I have a memory that embodies the emotions I felt when my dad’s native land, Czechoslovakia, recovered their freedom. After forty-one years of communist rule, in what is now known as the “Velvet Revolution,” a brave country shouted for freedom and would not be denied.
The TV news broadcasts in late November 1989 weren’t constant like they are today. To know what stories were breaking worldwide, you had to wait patiently until the evening reports. For weeks, my dad followed anything and everything that was about his countrymen sitting on the cusp of regaining freedom.

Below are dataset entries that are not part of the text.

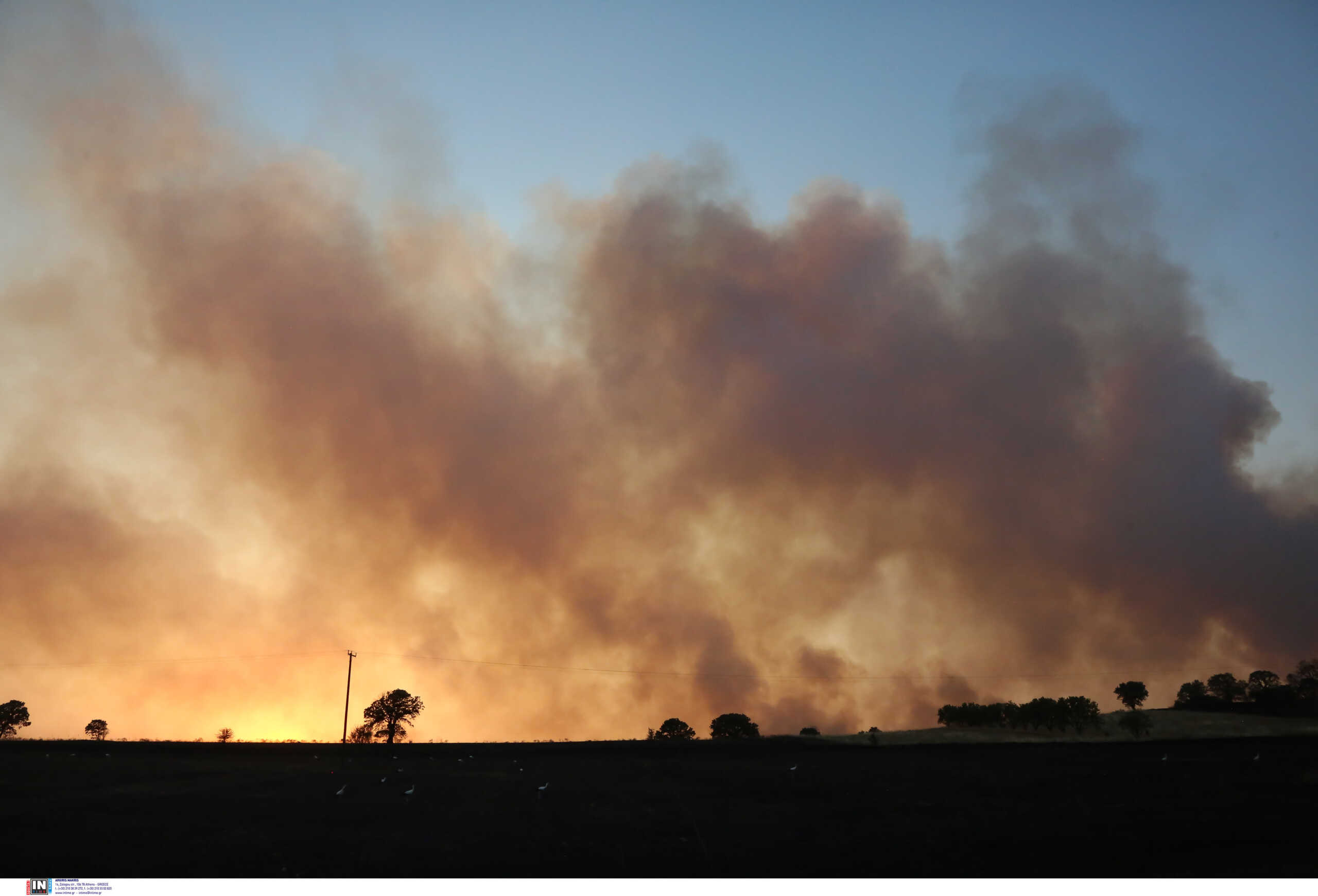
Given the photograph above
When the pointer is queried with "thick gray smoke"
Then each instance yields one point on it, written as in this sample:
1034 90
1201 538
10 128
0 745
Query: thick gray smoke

As I lived over an hour away from my parents’ Indialantic, Florida home, my father and I spoke often by telephone during those weeks speculating what might happen next. His voice filled with excitement and apprehension as the world looked on. His similar hopes for freedom had been dashed some twenty years earlier when his remaining Czech family and friends thought the communists were easing their tight hold. Back then, he’d eventually watched television images of Soviet tanks filling Prague’s streets.

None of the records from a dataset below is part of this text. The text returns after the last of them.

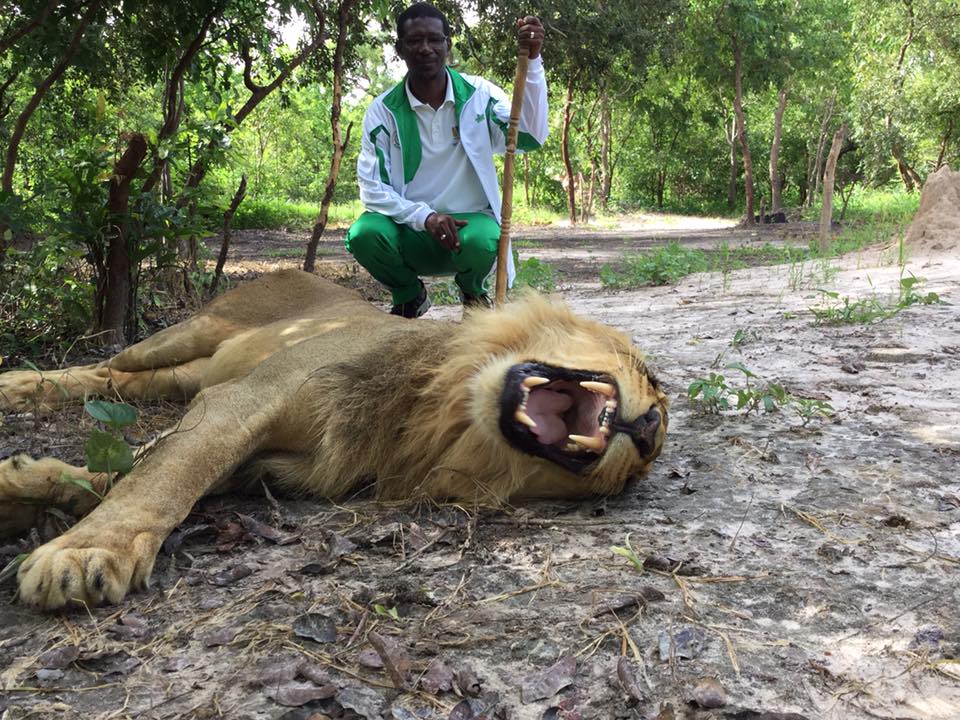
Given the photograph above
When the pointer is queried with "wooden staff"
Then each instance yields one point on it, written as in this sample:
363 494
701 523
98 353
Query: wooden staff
503 246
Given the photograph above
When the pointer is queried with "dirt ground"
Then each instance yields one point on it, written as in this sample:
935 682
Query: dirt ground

But in the fall of 1989 he assured me, “This is different. There is a chance.” My dad had the right to speculate. He’d been forced in to being a stateless citizen in 1939 when the Nazis occupied his homeland and the Czechs lost their democratic state. He first found safe harbor in China before making his way to the USA. I know now following WWII that my parents in 1947 considered a move from America with their young family to Czechoslovakia. Dad wrote a letter to his Aunt Valla saying he wanted to return and practice medicine. She tried to dissuade him. She told him things weren’t the same as before WWII. “You will do better to remain in the U.S.” I still think had the communist party not taken over the Czechoslovak government in early 1948, my parents would have moved there. Perhaps there never would have been a ‘me’. I was born in Florida in December 1948 after Dad and Mom decided to stay free in America.
So as the Velvet Revolution unfolded in 1989, I stayed glued to television reports. My heart was in my throat, hoping on Dad’s next visit to his homeland he would find his relatives living in freedom, in a country returned to democracy! When the moment arrived with over 200,000 people celebrating in Prague’s Wenceslas Square, I was won over by the humanity of the people. I marched down to the Orlando Sentinel’s newspaper office and asked if I could purchase news photos from Prague.
Over the next few days I kept returning. Each time the Sentinel made good on their offer to share powerful Associated Press wire photos hot off the press. Every AP photo grabbed my attention. One was titled “Shout for Freedom.” The long cold war had ended with little bloodshed. Days later, I had the pictures framed and gave them to my dad with a plaque that simply reads “Freedom.” As if it were yesterday, I remember the moment I handed it to him. I recall my dad’s slow forming smile and his voice cracking as he simply said, “Why do some images reach inside us?”